Doug Collins, the theoretician of the found object, told me the other day after my Durkheim lecture, “You don’t hang around. You make your point and you’re out of there.” He seemed to mean this as a compliment, shades of Napoleon impatient to get to the next battle. But the reality is that center stage is not a comfortable place and I’d rather be searching for a bug in a Javascript program. Great art radiates the comfort and joy of infinite immersion: Bach, Proust, Brueghel, Flaubert working on his “unfinished” Bouvard et Pécuchet, Nick Park’s claymation in Chicken Run. Eventually, you have to wrap the film, print the book, cut the CD, frame the canvas, but the artist’s secret desire is that his work remain a part of his life rather than a product, even at the risk of its becoming, like Frenhofer’s “Belle Noiseuse” in Balzac’s “Unknown Masterpiece,” increasingly incomprehensible to others. “Yes, but it’s beautiful to me,” not: “here’s the lowdown on Durkheim and goodbye.”

The details I can’t get enough of remain in the private realm where the amateur is never upstaged by the professional. Private life is, as Lévi-Strauss calls “savage” thought, bricolage, tinkering.
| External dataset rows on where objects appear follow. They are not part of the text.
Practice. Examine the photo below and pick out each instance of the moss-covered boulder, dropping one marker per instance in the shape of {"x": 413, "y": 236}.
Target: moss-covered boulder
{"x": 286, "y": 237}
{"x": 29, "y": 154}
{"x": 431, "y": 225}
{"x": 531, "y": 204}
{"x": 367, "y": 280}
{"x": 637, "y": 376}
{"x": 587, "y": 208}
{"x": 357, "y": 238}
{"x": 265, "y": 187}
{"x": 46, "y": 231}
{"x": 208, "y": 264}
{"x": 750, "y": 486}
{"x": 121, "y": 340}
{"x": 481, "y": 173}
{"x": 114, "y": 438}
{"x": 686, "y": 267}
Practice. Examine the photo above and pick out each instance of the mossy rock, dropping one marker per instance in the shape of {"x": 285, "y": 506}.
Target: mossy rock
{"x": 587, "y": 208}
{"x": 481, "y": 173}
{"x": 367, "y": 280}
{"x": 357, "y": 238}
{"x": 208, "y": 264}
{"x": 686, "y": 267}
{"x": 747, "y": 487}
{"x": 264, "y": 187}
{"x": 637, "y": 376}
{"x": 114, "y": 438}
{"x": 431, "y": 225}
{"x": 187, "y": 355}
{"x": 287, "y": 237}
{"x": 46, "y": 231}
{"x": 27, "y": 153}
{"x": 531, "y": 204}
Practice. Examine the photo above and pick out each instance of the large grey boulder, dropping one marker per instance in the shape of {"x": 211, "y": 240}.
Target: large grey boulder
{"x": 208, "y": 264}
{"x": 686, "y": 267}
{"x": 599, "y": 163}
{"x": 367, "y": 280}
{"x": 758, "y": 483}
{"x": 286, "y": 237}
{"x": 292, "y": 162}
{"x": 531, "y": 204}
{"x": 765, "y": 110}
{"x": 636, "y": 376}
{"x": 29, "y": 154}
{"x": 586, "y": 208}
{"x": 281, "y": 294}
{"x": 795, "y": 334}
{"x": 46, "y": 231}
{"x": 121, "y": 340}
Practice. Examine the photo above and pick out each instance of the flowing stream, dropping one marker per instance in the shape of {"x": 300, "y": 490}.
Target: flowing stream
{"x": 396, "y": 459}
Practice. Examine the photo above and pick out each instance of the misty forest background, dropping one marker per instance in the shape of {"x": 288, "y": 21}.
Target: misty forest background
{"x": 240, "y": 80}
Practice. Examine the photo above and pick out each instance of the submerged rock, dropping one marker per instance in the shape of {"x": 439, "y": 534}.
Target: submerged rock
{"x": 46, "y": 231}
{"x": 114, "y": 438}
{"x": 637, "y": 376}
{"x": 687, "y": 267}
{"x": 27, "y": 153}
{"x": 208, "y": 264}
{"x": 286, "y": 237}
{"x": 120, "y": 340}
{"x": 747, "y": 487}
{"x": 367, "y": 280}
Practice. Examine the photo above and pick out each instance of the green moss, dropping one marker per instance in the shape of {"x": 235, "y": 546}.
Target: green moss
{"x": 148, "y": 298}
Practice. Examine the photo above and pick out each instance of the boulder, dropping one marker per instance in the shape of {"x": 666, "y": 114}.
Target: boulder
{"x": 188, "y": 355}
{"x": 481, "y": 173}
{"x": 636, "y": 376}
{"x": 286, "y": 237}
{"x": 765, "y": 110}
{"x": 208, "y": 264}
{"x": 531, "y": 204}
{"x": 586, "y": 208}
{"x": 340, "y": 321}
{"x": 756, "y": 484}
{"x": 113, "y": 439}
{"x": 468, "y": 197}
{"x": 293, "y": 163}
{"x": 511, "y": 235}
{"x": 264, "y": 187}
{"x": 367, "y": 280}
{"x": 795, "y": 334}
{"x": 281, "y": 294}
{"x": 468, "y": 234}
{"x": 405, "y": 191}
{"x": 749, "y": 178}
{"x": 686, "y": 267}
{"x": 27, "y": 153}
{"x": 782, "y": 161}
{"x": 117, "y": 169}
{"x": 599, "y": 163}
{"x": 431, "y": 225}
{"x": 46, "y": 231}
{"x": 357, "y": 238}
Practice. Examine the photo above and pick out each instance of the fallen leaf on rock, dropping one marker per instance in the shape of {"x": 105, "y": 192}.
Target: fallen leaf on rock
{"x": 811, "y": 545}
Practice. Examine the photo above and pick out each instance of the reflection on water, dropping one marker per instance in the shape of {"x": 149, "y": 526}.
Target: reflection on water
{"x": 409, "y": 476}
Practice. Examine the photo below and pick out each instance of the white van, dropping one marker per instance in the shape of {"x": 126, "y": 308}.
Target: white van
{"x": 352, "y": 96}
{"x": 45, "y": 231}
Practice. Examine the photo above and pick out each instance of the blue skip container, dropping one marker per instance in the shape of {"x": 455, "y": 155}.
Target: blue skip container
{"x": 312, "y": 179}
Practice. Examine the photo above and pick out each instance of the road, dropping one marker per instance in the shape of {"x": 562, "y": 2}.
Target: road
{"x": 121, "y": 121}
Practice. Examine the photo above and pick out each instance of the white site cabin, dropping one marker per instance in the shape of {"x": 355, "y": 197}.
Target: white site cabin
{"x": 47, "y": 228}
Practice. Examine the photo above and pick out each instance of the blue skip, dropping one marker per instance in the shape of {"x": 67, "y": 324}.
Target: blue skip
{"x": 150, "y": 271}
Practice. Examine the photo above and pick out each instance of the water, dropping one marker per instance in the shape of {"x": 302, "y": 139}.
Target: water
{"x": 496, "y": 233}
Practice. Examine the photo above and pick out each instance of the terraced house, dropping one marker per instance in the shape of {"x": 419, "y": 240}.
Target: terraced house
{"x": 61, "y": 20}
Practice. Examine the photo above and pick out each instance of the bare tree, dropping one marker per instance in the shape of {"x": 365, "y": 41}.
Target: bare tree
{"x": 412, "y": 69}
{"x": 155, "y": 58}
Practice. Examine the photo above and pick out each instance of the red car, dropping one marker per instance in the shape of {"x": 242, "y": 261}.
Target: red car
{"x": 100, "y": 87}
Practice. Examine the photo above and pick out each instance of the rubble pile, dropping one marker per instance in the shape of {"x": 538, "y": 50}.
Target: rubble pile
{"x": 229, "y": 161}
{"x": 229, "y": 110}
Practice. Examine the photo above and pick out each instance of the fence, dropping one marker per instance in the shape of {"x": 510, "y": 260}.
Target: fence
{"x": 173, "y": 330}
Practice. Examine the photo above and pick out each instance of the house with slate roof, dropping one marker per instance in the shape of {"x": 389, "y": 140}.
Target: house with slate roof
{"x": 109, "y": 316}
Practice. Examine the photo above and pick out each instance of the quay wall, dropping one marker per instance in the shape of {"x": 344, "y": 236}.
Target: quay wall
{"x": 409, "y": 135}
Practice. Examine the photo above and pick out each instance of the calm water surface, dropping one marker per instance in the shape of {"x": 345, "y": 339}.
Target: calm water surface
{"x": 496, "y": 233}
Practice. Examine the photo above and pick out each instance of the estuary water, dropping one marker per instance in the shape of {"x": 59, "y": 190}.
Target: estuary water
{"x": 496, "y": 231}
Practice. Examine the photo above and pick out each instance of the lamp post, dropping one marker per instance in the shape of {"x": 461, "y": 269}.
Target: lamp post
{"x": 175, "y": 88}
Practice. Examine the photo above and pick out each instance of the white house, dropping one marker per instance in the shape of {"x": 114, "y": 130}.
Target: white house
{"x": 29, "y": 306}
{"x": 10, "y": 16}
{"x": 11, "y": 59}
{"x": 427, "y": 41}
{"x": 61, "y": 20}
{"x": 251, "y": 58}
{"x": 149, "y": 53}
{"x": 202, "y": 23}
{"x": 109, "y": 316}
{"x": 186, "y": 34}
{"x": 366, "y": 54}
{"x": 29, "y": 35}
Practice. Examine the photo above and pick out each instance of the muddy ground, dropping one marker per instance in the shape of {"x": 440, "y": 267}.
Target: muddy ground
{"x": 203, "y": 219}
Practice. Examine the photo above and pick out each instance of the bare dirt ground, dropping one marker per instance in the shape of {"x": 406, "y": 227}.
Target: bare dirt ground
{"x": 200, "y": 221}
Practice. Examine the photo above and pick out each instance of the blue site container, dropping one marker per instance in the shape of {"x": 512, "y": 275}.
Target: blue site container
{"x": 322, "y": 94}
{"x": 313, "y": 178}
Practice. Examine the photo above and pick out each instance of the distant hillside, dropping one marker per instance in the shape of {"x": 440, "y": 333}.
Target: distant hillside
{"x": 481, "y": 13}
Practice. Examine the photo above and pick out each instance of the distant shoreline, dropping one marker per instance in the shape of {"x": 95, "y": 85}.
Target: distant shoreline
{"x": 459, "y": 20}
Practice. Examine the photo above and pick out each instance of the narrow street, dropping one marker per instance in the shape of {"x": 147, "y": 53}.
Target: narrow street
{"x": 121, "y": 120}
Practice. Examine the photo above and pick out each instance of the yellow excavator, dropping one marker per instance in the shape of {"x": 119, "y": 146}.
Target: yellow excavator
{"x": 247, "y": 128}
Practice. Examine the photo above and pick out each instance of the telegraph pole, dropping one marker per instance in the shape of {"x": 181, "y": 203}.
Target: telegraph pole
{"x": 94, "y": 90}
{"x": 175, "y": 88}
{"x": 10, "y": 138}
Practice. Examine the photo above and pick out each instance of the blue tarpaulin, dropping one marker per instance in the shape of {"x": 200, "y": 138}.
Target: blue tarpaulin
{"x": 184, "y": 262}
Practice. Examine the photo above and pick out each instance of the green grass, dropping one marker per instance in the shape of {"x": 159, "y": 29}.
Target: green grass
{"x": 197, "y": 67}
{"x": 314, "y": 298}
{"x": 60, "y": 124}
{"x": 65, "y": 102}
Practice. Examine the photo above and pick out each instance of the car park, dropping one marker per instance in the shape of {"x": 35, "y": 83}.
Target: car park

As I work at doing the dishes, I continually improve efficiency–using plain and abrasive-covered sponges with or without detergent-filled handles, French and American Scotchbrite (available from Costco in an 18-pack), grade 2 steel wool (more effective than grade 3), dishcloths backed with nylon mesh, or French sponge-cloths that leave a surface dryer than anything on the American market, or replacing flimsy paper towels with blue shoptowels-on-a-roll–but this efficiency has no standing in the marketplace.


A way of thinking is not a Platonic essence; it operates its own narration and the drama is in the details. That of GA cannot be separated from the personal drama that began with the young kid in the Bronx and endures with the old kid at UCLA. Le moi est haïssable [the self/ego is detestable], so I speak of Generative Anthropology or originary thinking rather than my ideas. The slogans supplement the ideas’ abstractness; their familiarity through repetition substitutes for the personal specificity that is the shyly veiled reverse face of originary thinking–provided the familiarity has been achieved. Not long ago a group of UCLA faculty got together to consider applying for a grant to study the relationship between religion and science. As I expounded my grand originary vision of the subject that the others were attacking piecemeal from the perspective of dreams or emotions or pain or what-not, I suddenly saw myself in their eyes as peddling some crackpot scheme–Iterative Ecology, Correlative Doxology, Rebarbative Pomology–that gives you all the answers before you’ve even heard the question. We never did apply for that grant.

The Bronx Romantic clings to empty transcendence out of fear that the world will not love him enough if he merely participates in it as a historical being, unique only as historical beings are unique. This weakness is also his strength; who else would have an interest in the minimal unity of the human? But birthdays teach even the Bronx Romantic that this unity, lived by a finite being, can be understood only through finitude. Both the generality and the particularity of life are all there is. While I can still make out the scar from my old phonograph-needle vaccination, maybe I’d better crank up the old turntable; vice-principals beware!